The June 2 inspection did not arrive without warning. State records show the Winter Garden location has been inspected 25 times and has accumulated 268 total violations across its history, with zero emergency closures.

The prior twelve months alone tell a consistent story. In October 2025, the location logged 13 high-severity violations and 5 intermediate violations in a single inspection, followed one week later by 3 high and 2 intermediate in a follow-up. In the spring of 2025, the facility was inspected three times in nine days, with the April 2 visit producing 13 high-severity violations and 4 intermediate, and the April 4 visit producing 4 high and 3 intermediate. The April 11 visit brought those numbers down to 2 high and 1 intermediate, suggesting rapid short-term correction followed by longer-term recurrence.

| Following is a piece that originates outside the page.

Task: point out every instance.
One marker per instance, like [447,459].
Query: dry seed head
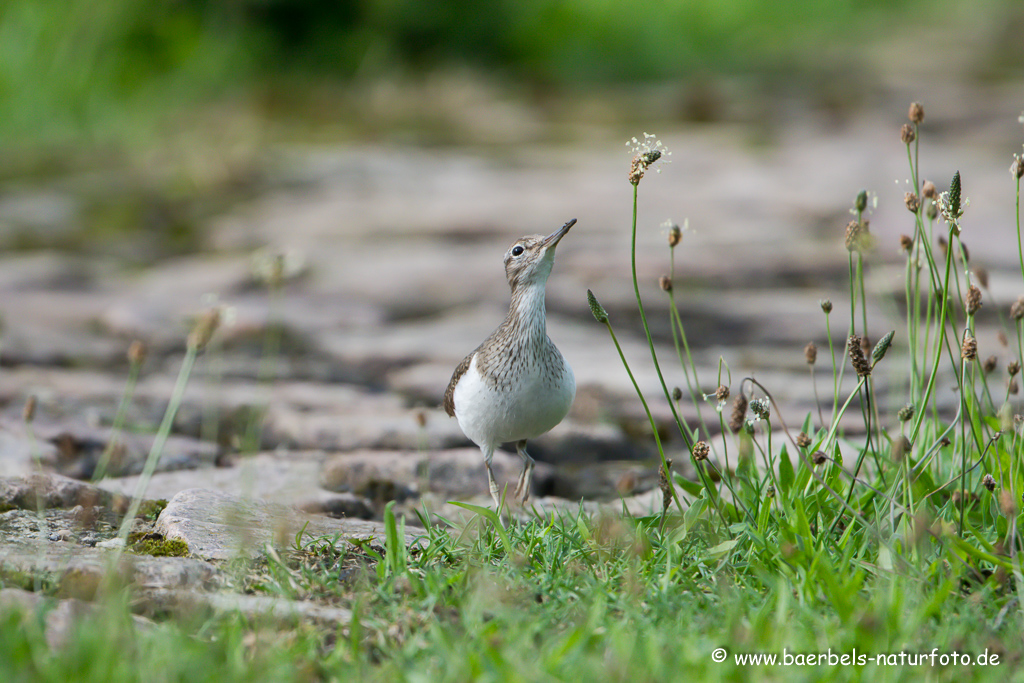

That pattern, a spike to double-digit high-severity violations, a corrective inspection, a return to elevated numbers months later, has repeated across at least three inspection cycles now. The October 2024 visit found 6 high-severity violations. The April 2024 visit found 7 high and 3 intermediate. The December 2023 visit found 6 high and 3 intermediate.

None of those inspections resulted in an emergency closure. Neither did the June 2 inspection, which produced the second-highest single-day high-severity count in the facility's recent history.

Still Open

Florida's emergency closure authority is triggered when inspectors determine that conditions pose an immediate threat to public health. The question the June 2 inspection record leaves open is what combination of violations, at this location, would meet that threshold.

Ten high-severity violations, including no allergen awareness, no parasite destruction procedures, improperly stored toxic chemicals, and a sewage disposal problem, were not enough to close the doors that day.

The restaurant at 3131 Daniels Road continued serving customers.